Advisor: Robert E. Guldberg, Ph.D. (Georgia Institute of Technology)
Committee:
Edward A. Botchwey, PhD. (Georgia Institute of Technology)
Andrés J. García, Ph.D. (Georgia Institute of Technology)
Johnna S. Temenoff, Ph.D. (Georgia Institute of Technology)
Lisa Tran, M.D. (Emory University)
Musculoskeletal injuries account for two-thirds of all injuries that occur in the United States annually, and among these injuries, large bone defects are particularly challenging to repair. Although bone morphogenetic protein-2 (BMP-2) delivered on a resorbable collagen sponge has shown clinical success in long bone healing, complications associated with the empirical use of supraphysiological doses of BMP-2, including heterotopic mineralization and inflammation, necessitate the development of a biomaterial carrier that localizes growth factors to the site of injury. In the development of bone tissue engineering strategies, another critical design parameter is the timing of delivery vehicle degradation, since bone regeneration may be impeded by the presence of residual biomaterials at the injury site. Further, bioactive, naturally derived extracellular matrix (ECM) products with pro-healing and immunomodulatory properties are attractive therapeutics with rapid translatability that may function to augment bone regeneration.

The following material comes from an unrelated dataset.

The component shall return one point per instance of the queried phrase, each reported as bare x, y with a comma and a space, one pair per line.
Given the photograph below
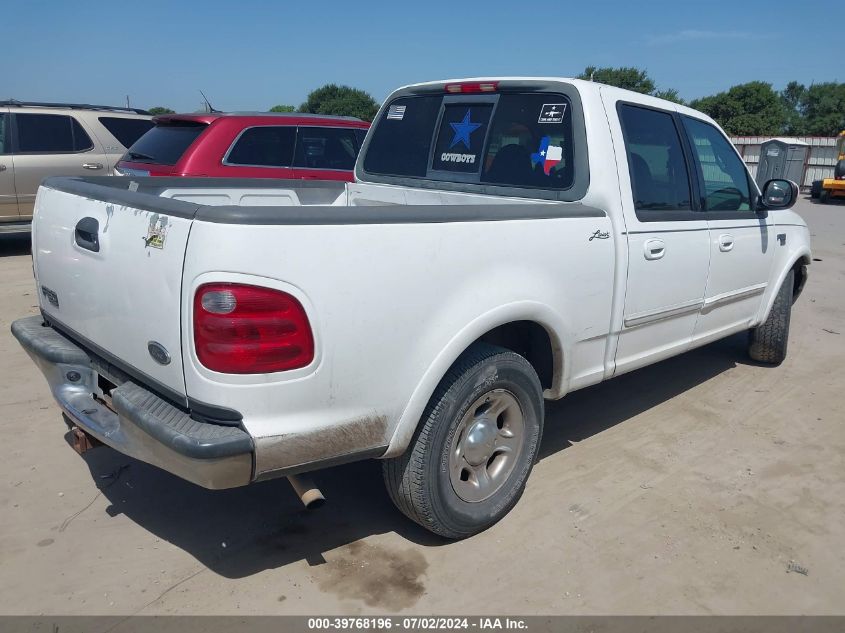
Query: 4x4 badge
158, 353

The goal of this work is to engineer a hybrid degradable biomaterial system for BMP-2 delivery that promotes bone formation and limits complications in the surrounding soft tissue. Using a critically sized rat segmental bone defect model, we will (i) evaluate the effects of partial oxidation of RGD alginate hydrogels on BMP-2 release and bone regeneration, (ii) elucidate the spatiotemporal effects of high-dose BMP-2 as a function of delivery vehicle on inflammation and bone healing, and (iii) investigate the ability of amnion-derived ECM to modulate inflammation and enhance bone regeneration. Modification of the delivery vehicle to allow for prolonged growth factor availability may increase the regenerative potential of low-dose BMP-2. Additionally, biomaterials with immunomodulatory properties may help minimize adverse side effects associated with high-dose BMP-2 delivery, while harnessing the healing efficacy of BMP-2 for bone tissue engineering applications.